Wednesday, March 07, 2007

Marriage is Not Only for the Rich

Every year the Census Bureau reports that married couples with children at home make up a minority of households. Every year most of the press draws the wrong conclusion. They write articles with headlines like "Marriage disappears as married parent households fall below 25%." This is not the right inference at all. Married couples with children at home make up a minority of households because we are a rich country. Many single people can afford to maintain a separate household. My widowed mother maintains her own household, many of my colleagues have an empty-nest household, and each year Centre College sends out hundreds of students who will maintain households by themselves or with roommates. Yet all of them were, are, or are likely to be in married-couple-with-children households at some point. That is still the case for most people.

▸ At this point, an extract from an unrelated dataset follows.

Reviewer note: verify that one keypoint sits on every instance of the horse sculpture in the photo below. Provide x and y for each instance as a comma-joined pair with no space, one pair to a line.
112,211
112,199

What is new in this year's version of the story is the claim that marriage is becoming something only rich and educated people can afford or even want. This is a false idea, and a dangerous one. Yes, there are more people having children without marriage, and there are more couples living together before they marry. But most people still aspire to marry and raise their own children together, in all classes. And most of them will.

Marriage is still normative – it is what most people want and think is good. Marriage is still normal – it is what most people will do, and most of them will have children.

Married-couple-with-children is still the normal household pattern, the pattern that most Americans will enjoy at the appropriate point in their lifecycle.